Dime cómo vistes, y te diré quién eres. Cualquier sesudo análisis sobre las derivas de la socialdemocracia no podría ser más elocuente que la mera constatación gráfica del momento en que Felipe González colgó para siempre su famosa chaqueta de pana, y una simple fotografía de Fidel Castro en chándal de Adidas puede decir mucho más de la devaluación de las revoluciones comunistas que toda la obra de Orwell y Solzhenitsyn.

De Manolo, lo que yo más recuerdo son sus camisas, siempre sencillas, lisas o a cuadros, de manga corta y desabrochadas en sus dos o tres primeros botones. Manolo no vestía su camisa. Manolo era su camisa, y era sus tejanos raídos, y era sus viejos y enormes anteojos sin ningún asomo de alarde estético. No fue él quien se llevó esa camisa, y esos tejanos, y esos anteojos, a los avernos más atroces de la miseria centroamericana.

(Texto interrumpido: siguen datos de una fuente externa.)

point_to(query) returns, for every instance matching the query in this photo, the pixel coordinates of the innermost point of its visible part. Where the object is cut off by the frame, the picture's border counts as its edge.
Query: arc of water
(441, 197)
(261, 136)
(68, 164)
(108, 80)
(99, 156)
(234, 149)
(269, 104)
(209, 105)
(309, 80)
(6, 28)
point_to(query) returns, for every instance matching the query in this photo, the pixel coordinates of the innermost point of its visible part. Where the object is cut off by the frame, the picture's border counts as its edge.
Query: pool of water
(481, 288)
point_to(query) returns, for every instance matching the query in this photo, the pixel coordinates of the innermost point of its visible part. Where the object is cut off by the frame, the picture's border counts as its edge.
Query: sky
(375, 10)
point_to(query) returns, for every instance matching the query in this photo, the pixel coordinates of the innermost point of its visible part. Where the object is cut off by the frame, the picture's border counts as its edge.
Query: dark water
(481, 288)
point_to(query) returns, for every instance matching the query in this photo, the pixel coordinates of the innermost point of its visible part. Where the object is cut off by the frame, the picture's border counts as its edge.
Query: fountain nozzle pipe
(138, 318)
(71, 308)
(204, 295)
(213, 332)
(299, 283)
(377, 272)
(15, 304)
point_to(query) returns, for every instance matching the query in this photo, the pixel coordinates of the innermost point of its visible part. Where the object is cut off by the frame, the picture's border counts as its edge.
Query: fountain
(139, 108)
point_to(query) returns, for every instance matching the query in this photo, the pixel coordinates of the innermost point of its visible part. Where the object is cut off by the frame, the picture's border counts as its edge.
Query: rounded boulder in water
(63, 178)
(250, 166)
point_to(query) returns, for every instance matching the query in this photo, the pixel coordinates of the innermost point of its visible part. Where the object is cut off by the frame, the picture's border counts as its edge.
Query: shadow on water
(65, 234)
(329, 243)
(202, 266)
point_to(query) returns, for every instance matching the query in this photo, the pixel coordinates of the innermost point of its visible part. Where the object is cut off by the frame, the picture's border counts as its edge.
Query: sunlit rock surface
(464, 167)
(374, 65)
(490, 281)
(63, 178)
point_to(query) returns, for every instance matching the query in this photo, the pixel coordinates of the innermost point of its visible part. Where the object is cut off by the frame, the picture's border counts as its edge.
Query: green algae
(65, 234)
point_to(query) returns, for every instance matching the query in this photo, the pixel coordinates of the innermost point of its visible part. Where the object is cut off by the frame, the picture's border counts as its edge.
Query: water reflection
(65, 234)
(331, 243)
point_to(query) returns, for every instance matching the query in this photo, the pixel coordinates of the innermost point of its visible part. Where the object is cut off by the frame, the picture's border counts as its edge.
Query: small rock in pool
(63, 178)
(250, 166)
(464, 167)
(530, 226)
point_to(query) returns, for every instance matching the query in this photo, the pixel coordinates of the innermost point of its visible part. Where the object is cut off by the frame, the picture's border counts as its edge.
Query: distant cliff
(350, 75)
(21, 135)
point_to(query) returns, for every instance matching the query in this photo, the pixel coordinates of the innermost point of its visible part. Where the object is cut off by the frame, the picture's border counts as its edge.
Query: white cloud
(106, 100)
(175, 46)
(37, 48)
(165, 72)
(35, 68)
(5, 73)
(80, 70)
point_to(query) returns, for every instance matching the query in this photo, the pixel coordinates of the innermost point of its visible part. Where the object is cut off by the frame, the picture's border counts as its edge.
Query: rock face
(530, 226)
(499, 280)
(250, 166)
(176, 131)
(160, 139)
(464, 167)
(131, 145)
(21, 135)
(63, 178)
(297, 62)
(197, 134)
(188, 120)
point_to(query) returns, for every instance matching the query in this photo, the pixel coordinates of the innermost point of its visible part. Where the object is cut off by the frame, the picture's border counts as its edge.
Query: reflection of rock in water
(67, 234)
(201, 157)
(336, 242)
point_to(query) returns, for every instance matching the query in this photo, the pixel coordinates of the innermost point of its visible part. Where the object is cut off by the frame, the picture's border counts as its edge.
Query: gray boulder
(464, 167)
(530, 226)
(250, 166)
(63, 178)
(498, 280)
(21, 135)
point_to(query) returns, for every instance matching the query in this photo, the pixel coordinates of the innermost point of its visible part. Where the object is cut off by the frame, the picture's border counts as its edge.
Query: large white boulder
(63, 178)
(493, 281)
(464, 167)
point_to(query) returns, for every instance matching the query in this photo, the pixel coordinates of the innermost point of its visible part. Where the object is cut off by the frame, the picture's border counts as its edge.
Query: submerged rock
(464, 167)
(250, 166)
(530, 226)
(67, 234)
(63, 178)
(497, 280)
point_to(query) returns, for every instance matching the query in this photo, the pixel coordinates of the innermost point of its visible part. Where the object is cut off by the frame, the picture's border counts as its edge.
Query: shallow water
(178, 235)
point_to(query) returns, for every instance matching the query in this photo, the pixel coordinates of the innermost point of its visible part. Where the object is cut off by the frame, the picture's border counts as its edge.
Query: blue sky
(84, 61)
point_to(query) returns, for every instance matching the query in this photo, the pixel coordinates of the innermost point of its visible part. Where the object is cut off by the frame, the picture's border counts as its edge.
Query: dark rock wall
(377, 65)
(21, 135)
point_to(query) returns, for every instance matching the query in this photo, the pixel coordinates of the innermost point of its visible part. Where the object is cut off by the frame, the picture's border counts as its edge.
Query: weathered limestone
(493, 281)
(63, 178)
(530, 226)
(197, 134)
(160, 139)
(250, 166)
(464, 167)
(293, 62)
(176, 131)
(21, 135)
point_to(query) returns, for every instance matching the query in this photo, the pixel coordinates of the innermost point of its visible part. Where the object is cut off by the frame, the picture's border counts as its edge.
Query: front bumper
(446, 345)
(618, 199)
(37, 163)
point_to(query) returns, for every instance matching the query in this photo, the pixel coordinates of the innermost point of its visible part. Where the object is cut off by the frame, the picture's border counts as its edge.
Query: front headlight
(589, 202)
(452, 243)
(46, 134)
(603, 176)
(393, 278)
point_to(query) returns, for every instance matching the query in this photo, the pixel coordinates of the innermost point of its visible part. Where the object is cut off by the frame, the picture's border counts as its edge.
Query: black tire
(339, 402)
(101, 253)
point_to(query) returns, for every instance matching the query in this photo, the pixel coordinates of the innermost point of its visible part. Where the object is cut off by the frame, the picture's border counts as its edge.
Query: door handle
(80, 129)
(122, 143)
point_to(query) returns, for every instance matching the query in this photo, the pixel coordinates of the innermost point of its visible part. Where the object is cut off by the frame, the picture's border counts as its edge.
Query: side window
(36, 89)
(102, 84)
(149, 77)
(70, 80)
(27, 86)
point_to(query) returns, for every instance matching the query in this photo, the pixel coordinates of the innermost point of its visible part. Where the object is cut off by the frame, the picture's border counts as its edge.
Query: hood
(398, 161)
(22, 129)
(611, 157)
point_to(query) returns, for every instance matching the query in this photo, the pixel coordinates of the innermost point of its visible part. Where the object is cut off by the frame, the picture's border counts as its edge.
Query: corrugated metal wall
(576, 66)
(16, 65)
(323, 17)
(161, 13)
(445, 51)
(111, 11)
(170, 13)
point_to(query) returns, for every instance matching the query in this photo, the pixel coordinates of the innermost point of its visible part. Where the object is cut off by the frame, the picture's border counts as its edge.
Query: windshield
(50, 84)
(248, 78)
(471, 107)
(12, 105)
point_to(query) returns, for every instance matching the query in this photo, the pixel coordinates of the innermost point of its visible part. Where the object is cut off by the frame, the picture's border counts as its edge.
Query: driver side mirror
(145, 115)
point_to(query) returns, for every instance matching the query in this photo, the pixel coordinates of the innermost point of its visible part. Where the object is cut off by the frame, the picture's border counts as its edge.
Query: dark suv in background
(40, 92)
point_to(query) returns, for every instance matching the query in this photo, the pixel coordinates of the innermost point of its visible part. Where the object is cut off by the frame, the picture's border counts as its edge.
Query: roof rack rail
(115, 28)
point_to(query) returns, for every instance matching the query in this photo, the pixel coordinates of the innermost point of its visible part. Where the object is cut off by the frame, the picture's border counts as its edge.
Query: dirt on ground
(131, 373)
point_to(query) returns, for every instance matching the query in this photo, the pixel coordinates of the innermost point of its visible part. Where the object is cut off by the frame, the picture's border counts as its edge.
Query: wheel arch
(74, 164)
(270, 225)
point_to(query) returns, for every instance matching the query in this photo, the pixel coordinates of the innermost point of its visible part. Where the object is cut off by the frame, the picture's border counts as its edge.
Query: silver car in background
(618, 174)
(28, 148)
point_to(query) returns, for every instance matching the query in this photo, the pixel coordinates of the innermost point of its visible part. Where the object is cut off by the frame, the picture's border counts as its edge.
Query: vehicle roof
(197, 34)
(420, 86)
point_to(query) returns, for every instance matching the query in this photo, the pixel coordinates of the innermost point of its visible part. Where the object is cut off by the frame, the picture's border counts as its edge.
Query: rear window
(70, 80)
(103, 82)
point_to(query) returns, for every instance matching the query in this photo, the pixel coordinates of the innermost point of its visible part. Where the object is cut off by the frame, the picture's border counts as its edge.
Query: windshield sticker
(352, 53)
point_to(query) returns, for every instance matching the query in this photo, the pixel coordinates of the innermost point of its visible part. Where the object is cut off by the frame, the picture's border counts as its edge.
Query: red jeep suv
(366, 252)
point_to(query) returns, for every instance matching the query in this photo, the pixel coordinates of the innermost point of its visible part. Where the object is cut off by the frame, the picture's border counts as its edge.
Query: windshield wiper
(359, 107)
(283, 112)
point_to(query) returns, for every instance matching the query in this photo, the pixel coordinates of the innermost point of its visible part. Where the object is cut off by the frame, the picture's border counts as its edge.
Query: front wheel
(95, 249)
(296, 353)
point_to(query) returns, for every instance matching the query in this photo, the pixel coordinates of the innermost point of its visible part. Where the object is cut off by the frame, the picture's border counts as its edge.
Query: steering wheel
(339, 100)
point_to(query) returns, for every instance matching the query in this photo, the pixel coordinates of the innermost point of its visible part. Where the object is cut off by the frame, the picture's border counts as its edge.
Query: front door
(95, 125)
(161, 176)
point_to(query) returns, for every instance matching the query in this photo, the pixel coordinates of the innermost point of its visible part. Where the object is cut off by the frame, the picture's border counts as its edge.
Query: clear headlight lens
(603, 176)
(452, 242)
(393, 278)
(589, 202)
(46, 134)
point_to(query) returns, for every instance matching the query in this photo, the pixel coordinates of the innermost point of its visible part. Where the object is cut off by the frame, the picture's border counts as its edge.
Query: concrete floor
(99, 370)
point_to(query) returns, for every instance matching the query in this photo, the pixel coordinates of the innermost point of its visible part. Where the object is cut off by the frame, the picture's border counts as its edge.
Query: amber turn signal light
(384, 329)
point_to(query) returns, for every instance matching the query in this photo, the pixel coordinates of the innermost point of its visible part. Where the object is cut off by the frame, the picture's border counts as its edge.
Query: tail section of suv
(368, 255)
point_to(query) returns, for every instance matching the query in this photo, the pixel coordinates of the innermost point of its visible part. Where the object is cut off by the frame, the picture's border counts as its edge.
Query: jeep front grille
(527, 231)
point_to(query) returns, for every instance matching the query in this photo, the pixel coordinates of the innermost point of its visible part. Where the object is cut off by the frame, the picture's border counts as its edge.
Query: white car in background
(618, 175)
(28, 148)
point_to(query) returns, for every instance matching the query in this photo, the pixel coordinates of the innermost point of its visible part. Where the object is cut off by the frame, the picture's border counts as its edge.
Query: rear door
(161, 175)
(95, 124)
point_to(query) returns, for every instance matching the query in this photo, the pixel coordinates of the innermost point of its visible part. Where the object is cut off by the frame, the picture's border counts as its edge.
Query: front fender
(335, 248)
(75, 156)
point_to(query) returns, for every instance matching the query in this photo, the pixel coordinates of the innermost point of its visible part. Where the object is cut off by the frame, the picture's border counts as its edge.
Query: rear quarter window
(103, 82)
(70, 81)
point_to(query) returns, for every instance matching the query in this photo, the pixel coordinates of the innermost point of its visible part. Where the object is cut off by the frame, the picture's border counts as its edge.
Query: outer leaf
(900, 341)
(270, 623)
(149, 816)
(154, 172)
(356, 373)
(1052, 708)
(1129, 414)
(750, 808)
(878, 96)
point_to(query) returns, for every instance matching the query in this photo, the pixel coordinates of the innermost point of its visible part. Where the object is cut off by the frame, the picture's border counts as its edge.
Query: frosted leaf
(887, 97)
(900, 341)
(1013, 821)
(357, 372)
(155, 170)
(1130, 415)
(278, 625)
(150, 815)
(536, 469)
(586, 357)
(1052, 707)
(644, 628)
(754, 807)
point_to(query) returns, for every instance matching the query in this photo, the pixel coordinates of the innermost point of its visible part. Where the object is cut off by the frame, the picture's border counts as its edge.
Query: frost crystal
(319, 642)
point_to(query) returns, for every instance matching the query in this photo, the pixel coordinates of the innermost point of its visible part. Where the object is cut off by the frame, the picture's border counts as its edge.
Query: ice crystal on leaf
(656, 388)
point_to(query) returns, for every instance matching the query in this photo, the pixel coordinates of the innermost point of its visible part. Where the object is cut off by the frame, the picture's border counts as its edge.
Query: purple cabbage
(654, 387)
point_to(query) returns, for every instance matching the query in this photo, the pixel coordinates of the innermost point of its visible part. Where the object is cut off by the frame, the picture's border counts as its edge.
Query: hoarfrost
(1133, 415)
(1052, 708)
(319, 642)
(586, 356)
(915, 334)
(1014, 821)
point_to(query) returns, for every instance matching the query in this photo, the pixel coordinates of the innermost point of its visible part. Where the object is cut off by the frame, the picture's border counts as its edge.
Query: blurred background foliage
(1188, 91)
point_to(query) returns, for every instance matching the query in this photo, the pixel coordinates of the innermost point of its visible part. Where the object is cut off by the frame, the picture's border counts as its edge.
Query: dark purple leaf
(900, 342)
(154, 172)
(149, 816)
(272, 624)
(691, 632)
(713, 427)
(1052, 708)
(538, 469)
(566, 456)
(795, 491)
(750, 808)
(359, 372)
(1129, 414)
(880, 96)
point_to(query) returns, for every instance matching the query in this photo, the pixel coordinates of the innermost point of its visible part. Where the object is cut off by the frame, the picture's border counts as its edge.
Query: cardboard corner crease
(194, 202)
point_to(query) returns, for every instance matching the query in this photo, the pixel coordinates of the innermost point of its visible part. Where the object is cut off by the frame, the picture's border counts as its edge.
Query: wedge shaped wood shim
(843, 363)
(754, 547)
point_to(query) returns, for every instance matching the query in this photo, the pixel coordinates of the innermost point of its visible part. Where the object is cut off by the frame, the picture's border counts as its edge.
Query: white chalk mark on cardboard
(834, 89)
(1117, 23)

Fue la camisa, la metafísica camisa desabotonada que ya vestía su alma mucho antes de que lo hiciera su cuerpo, la que se lo llevó a él. Fue ella la que le impelió a abandonar la confortable existencia de la familia acomodada en la que había nacido para lanzarse a un progresivo descenso a los infiernos de la condición humana, que comenzó en una comuna obrera de Galicia, prosiguió en los suburbios marginales del Madrid de los sesenta y tocó fondo en las chabolas de la capital de Guatemala. Allí, entre tiroteos de maras rivales y llantos de patojos famélicos, la camisa jornalera de Manolo encontró, por fin, su lugar en el mundo, y una misión: “llenar de estrellas el corazón del hombre”, como soñara Marcos Ana en un desgarrado y célebre verso.

A Enrico Caruso, el más grande tenor de todos los tiempos, se lo llevó de este mundo un cáncer de garganta. A Manolo Maquieira, que tenía un corazón que no le cabía en el pecho, lo mató un fulminante ataque coronario, a los 59 años, el 8 de octubre de 2006. El dios en el que Manolo creía siempre ha tenido un finísimo sentido de la ironía.